The 59 Bcf withdrawal for the week ended Nov. 23 compares to a year-ago pull of 35 Bcf and a five-year average withdrawal of 49 Bcf. While larger than average for the period, the 59 Bcf pull came in well below most estimates, potentially signaling a greater than expected impact on demand from last week’s Thanksgiving holiday.

The looser-than-expected withdrawal also counters last week’s bullish 134 Bcf pull, which topped most estimates by a similarly large margin.

January natural gas futures were already trading lower Thursday morning in the lead-up to EIA’s report, giving back some of the gains posted during Wednesday’s December expiry. When the final number crossed traders’ screens at 10:30 a.m. ET, the January contract quickly dropped a little over 10.0 cents, going from $4.560 down to as low as $4.453. But by 11 a.m. ET, the front month had recovered to trade around $4.522, down a few pennies from the pre-report trading but about 17.7 cents below Wednesday’s settle.

Estimates ahead of Thursday’s report showed many market participants looking for a withdrawal around 10-20 Bcf tighter than the actual figure.

A Reuters survey of traders and analysts had pointed to a 77 Bcf pull for the week, with responses ranging from minus 62 Bcf to minus 105 Bcf. A Bloomberg survey had showed a median withdrawal of 82 Bcf, with a range of minus 60 Bcf to minus 88 Bcf. Intercontinental Exchange EIA financial weekly index futures settled Wednesday at a withdrawal of 68 Bcf.

“This helps cancel out some of the massive draw the prior week, and we see much of this as being weekly EIA noise in a market that is seeing wild demand, weather and price gyrations,” Bespoke Weather Services said. “This far looser print can be rather easily discounted due to the Thanksgiving impact that we saw as very significant, though it still reflects that we need to keep” heating degree days “near record levels to maximize nonlinear weather demand.

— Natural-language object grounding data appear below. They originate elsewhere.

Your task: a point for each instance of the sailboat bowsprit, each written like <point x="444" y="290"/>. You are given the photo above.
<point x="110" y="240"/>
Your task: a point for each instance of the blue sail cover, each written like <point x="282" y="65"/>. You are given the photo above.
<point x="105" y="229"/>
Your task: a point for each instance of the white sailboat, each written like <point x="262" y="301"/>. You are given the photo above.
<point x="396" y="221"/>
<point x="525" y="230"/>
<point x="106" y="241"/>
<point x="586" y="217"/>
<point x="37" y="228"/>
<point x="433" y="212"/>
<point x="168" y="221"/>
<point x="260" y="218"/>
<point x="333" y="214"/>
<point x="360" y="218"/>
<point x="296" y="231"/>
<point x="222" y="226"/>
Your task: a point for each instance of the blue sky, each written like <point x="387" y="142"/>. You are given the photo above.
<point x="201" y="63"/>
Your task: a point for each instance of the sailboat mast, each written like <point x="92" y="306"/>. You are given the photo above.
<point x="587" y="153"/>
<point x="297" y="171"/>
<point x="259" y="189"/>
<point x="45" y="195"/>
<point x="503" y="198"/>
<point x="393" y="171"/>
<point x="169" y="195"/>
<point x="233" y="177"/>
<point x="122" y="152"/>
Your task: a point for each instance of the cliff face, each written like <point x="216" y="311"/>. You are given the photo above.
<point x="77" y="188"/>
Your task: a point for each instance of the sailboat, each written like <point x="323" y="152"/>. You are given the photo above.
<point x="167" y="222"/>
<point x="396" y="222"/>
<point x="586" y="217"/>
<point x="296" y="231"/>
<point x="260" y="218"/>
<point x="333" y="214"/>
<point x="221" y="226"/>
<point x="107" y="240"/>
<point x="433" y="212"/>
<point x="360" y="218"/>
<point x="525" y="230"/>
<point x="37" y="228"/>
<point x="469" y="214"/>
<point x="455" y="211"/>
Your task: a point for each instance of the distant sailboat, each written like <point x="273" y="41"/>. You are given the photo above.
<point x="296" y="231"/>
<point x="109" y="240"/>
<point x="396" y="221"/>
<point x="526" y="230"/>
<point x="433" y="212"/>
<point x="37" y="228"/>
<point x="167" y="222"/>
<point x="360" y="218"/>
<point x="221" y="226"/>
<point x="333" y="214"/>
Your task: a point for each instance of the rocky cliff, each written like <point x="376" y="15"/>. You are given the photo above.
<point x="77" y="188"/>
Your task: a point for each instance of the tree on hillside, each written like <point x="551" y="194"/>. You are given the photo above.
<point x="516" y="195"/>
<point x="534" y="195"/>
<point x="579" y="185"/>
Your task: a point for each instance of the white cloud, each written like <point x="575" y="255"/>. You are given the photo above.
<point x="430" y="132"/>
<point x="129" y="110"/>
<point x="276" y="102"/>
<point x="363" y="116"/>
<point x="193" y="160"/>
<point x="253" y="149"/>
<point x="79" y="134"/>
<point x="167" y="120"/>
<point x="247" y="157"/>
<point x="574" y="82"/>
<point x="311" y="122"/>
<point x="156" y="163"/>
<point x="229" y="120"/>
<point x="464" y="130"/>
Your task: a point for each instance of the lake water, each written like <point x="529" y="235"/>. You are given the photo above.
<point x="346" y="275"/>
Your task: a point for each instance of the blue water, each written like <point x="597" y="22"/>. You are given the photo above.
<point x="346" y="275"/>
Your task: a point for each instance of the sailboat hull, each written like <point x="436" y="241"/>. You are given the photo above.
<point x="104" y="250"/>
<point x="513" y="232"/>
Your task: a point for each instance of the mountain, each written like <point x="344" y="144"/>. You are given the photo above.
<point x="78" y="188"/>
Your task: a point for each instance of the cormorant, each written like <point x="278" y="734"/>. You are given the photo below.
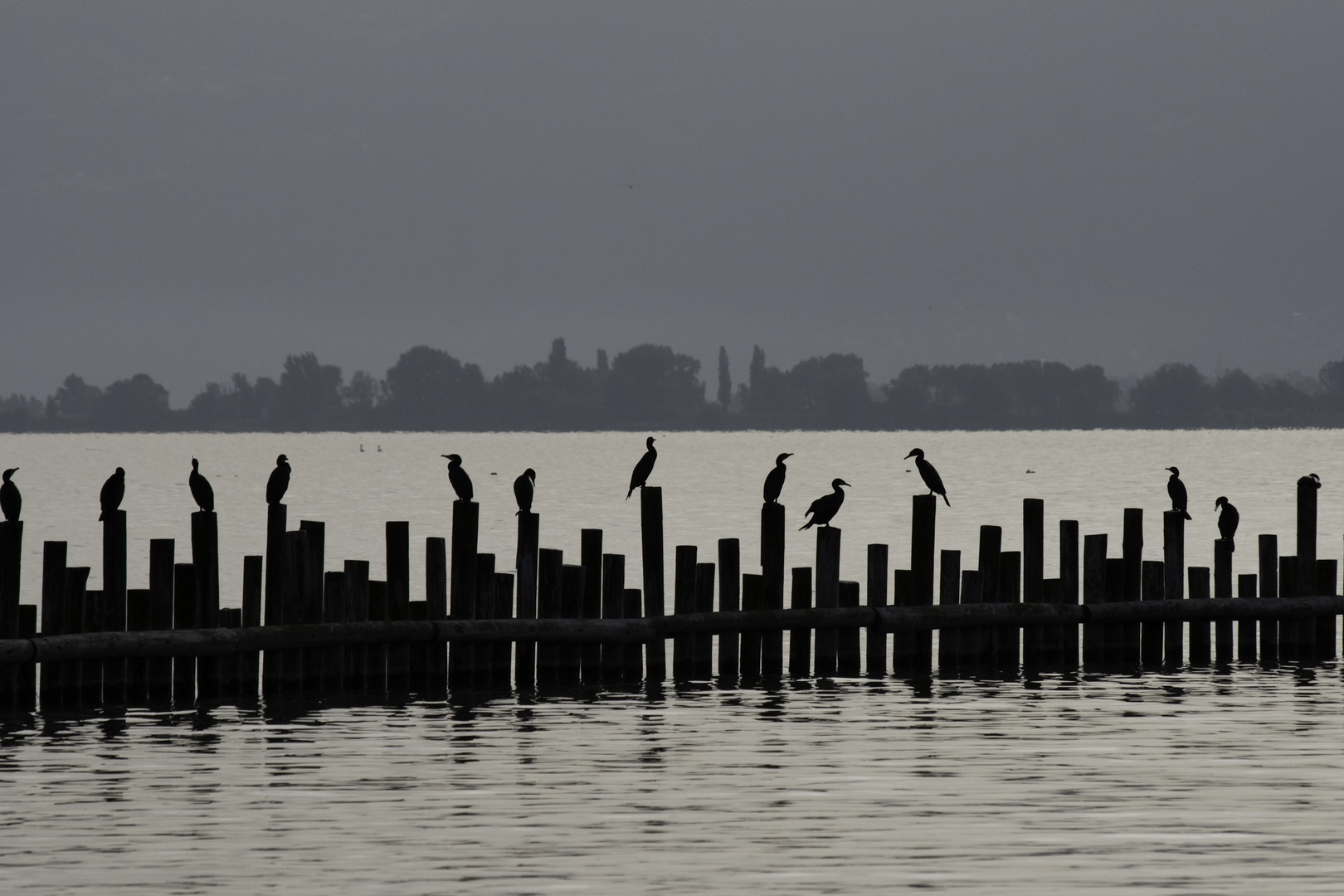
<point x="824" y="508"/>
<point x="929" y="476"/>
<point x="1227" y="522"/>
<point x="279" y="481"/>
<point x="640" y="476"/>
<point x="201" y="489"/>
<point x="774" y="480"/>
<point x="457" y="477"/>
<point x="523" y="488"/>
<point x="1176" y="489"/>
<point x="113" y="490"/>
<point x="10" y="499"/>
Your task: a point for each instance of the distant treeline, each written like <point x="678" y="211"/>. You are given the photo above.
<point x="650" y="387"/>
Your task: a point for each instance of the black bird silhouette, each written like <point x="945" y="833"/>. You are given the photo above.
<point x="824" y="508"/>
<point x="774" y="480"/>
<point x="929" y="476"/>
<point x="10" y="499"/>
<point x="640" y="476"/>
<point x="201" y="490"/>
<point x="113" y="490"/>
<point x="1227" y="522"/>
<point x="1176" y="489"/>
<point x="279" y="481"/>
<point x="523" y="488"/>
<point x="457" y="477"/>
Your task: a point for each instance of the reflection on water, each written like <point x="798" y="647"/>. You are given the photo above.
<point x="1227" y="782"/>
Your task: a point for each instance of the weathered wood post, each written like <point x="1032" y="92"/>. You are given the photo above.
<point x="730" y="601"/>
<point x="461" y="601"/>
<point x="528" y="543"/>
<point x="704" y="641"/>
<point x="1174" y="585"/>
<point x="683" y="601"/>
<point x="878" y="571"/>
<point x="800" y="640"/>
<point x="828" y="596"/>
<point x="1269" y="592"/>
<point x="949" y="594"/>
<point x="1222" y="592"/>
<point x="655" y="603"/>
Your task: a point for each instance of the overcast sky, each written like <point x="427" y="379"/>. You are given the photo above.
<point x="197" y="188"/>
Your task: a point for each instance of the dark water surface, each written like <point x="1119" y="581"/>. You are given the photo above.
<point x="1200" y="782"/>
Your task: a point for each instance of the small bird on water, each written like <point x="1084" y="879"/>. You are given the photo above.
<point x="825" y="508"/>
<point x="774" y="480"/>
<point x="1227" y="522"/>
<point x="929" y="476"/>
<point x="523" y="488"/>
<point x="279" y="481"/>
<point x="640" y="476"/>
<point x="201" y="490"/>
<point x="10" y="499"/>
<point x="1176" y="489"/>
<point x="112" y="494"/>
<point x="457" y="477"/>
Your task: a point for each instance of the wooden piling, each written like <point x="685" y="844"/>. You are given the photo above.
<point x="800" y="640"/>
<point x="730" y="601"/>
<point x="1174" y="583"/>
<point x="650" y="543"/>
<point x="878" y="571"/>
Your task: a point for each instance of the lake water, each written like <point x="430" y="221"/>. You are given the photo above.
<point x="1200" y="782"/>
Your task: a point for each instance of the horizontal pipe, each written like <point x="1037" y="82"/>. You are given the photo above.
<point x="214" y="642"/>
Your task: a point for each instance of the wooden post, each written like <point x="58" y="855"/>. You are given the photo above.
<point x="1246" y="641"/>
<point x="590" y="555"/>
<point x="683" y="601"/>
<point x="528" y="543"/>
<point x="849" y="650"/>
<point x="878" y="571"/>
<point x="730" y="601"/>
<point x="1032" y="575"/>
<point x="1151" y="635"/>
<point x="753" y="598"/>
<point x="949" y="594"/>
<point x="436" y="607"/>
<point x="800" y="640"/>
<point x="655" y="603"/>
<point x="1174" y="583"/>
<point x="1222" y="592"/>
<point x="1269" y="592"/>
<point x="162" y="568"/>
<point x="461" y="599"/>
<point x="828" y="596"/>
<point x="704" y="642"/>
<point x="52" y="618"/>
<point x="613" y="607"/>
<point x="548" y="579"/>
<point x="186" y="605"/>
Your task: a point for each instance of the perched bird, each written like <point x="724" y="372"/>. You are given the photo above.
<point x="10" y="499"/>
<point x="279" y="481"/>
<point x="113" y="490"/>
<point x="523" y="488"/>
<point x="1176" y="489"/>
<point x="640" y="476"/>
<point x="929" y="476"/>
<point x="824" y="508"/>
<point x="774" y="480"/>
<point x="1227" y="522"/>
<point x="201" y="489"/>
<point x="457" y="477"/>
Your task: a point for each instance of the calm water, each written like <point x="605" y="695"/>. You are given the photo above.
<point x="1202" y="782"/>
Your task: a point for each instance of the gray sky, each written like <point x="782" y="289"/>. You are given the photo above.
<point x="197" y="188"/>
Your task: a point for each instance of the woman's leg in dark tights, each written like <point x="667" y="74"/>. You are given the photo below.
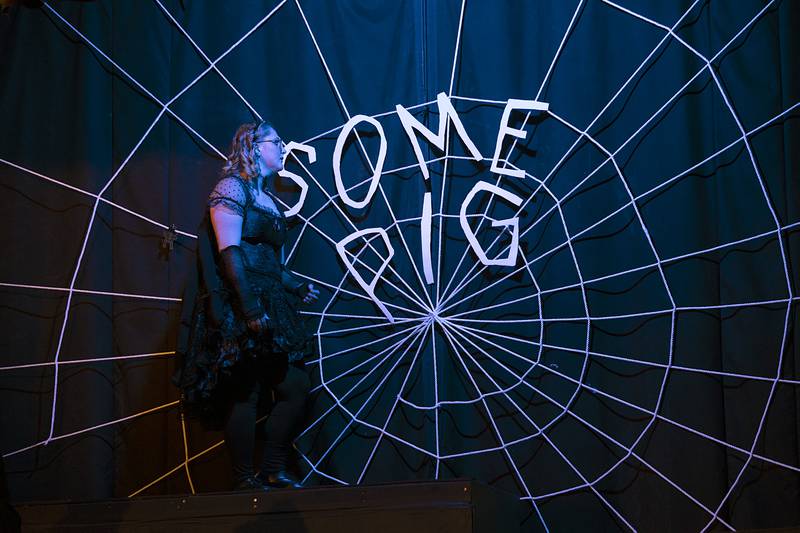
<point x="240" y="432"/>
<point x="284" y="421"/>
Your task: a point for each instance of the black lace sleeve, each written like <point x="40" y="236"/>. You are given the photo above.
<point x="229" y="194"/>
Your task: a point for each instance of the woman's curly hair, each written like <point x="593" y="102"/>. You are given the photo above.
<point x="243" y="159"/>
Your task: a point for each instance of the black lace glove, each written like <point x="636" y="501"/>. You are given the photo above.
<point x="292" y="284"/>
<point x="233" y="268"/>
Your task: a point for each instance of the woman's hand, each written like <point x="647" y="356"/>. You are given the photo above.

“Later in winter this will become easier, and this print certainly does not erase storage concerns. However, it indicates that on average weather prices can fall back very quickly with current balances, increasing downside back towards the $4 level should we see a week or two of mild weather in mid-December, as seems fairly likely still.”

Total Lower 48 working gas in underground storage stood at 3,054 Bcf as of Nov. 23, according to EIA, down 644 Bcf (17.4%) from a year-ago and 720 Bcf (19.1%) below the five-year average.

By region, the East posted the largest withdrawal for the week at 25 Bcf, followed by a 21 Bcf pull recorded in the Midwest. The Pacific withdrew 4 Bcf, while the Mountain region withdrew 3 Bcf on the week. In the South Central, 5 Bcf was withdrawn, with a 14 Bcf pull from nonsalt offsetting an 8 Bcf injection into salt stocks, according to EIA.